Updated Version
❗️ Checkout the clic2021-devkit repo for the 2021 challenge ❗️
clic2020-devkit [Deprecated]
The following helps working with the P-frame challenge.
Downloading data
To download all files, run:
bash download.sh path/to/data
It will create a folder path/to/data
and extract all frames there, into a structure like:
video1/
video1_frame1_y.png
video1_frame1_u.png
video1_frame1_v.png
video1_frame2_y.png
video1_frame2_u.png
video1_frame2_v.png
...
video2/
video2_frame1_y.png
video2_frame1_u.png
video2_frame1_v.png
...
For this, one of gsutil
, wget
, or curl
must be available. gsutil
is probably the most efficient way.
To download only some videos, use --max_vides
: bash download.sh path/to/data --max_videos 10
NOTE: The script first downloads all vidoes as .zip files, resulting in 250GB+ of data.

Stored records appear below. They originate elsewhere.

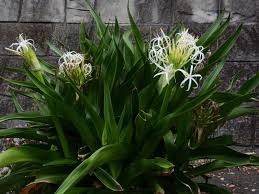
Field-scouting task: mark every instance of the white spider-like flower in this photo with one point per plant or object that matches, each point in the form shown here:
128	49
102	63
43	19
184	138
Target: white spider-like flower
71	57
72	64
167	70
190	77
171	55
22	45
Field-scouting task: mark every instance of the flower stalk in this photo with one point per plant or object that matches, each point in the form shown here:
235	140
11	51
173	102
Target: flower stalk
25	48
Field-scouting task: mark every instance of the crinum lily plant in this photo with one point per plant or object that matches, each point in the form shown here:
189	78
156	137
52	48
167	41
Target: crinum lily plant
121	115
171	56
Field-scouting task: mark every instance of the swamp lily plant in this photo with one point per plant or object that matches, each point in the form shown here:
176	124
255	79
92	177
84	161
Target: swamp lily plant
123	116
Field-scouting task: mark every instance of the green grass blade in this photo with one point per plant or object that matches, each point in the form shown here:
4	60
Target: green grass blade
104	155
107	180
27	154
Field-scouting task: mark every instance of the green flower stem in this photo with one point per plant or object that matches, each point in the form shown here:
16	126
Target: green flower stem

Then all zips are decompressed one by one and subsequently deleted. If you interrupt the script
while unpacking, and later re-run it, it will re-download those that were already unpacked.

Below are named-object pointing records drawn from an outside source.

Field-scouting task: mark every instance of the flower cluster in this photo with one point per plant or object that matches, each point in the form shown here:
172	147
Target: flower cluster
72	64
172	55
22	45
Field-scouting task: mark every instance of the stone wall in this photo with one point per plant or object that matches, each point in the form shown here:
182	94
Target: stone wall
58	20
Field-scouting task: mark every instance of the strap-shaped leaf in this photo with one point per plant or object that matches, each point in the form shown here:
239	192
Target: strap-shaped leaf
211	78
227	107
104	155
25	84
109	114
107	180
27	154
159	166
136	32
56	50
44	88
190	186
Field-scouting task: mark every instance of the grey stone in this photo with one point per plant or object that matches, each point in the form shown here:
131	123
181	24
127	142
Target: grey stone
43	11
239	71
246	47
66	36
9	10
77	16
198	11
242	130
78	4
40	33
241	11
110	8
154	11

To prevent this at the expense of more hard-drive space used, you can keep the zip files by passing --no_delete_zip
.
P-Frame Baseline
We implement a simple non-learned baseline in baseline_np.py
. The algorithm can be described as follows:
ENCODE:
Inputs: frame 1 (F1) and frame 2 (F2).
Encode F2 given F1:
1. Calculate Residual_Normalized = (F2 - F1) // 2 + 127
(this is now in range {0, ..., 255}.
The idea of the //2 is to have 256 possible values, because
otherwise we would have 511 values.)
2. Compress Residual_Normalized with JPG
-> Save to Bitstream
DECODE:
Inputs: F1 and Bitstream
1. Get Residual_Normalized from JPG in Bistream
2. F2' = F1 + ( Residual_normalized - 127 ) * 2
(F2' is the reconstruction)
The run_baseline.sh
script describes how this would be used to create a submission to the challenge server. Running it produces a decoder.zip and valout.zip which could be uploaded to the P-frame (validation)
track at challenge.compression.cc. The reason run_baseline.sh
compresses all decoder and data files using zip is to allow efficient uploads (some browsers hang if you try to upload 160000 files).
P-Frame Dataloading Helpers
We have data loaders for PyTorch and TensorFlow. By default, they yield pairs of frames, where each frame is represented as a tuple (Y, U, V). The dimensions of U and V are half the those of Y (420 format):
[ ((Y1, U1, V1), (Y2, U2, V2)) # pair 1
((Y2, U2, V2), (Y3, U3, V3)) # pair 2
... ]
To get a single YUV tensor, we also provide a way to load merged YUV tensors (444 format):
[ (YUV1, YUV2),
(YUV2, YUV3),
...]
PyTorch Example
import pframe_dataset_tf as ds_torch
ds_420 = ds_torch.FrameSequenceDataset(data_root='data')
ds_444 = ds_torch.FrameSequenceDataset(data_root='data', merge_channels=True)
TensorFlow Example
Code tested in eager and graph mode, in TensorFlow 1.15. TODO Test in TensorFlow 2.0.
import pframe_dataset_tf as ds_tf
ds_420 = ds_tf.frame_sequence_dataset(data_root='data')
ds_444 = ds_tf.frame_sequence_dataset(data_root='data', merge_channels=True)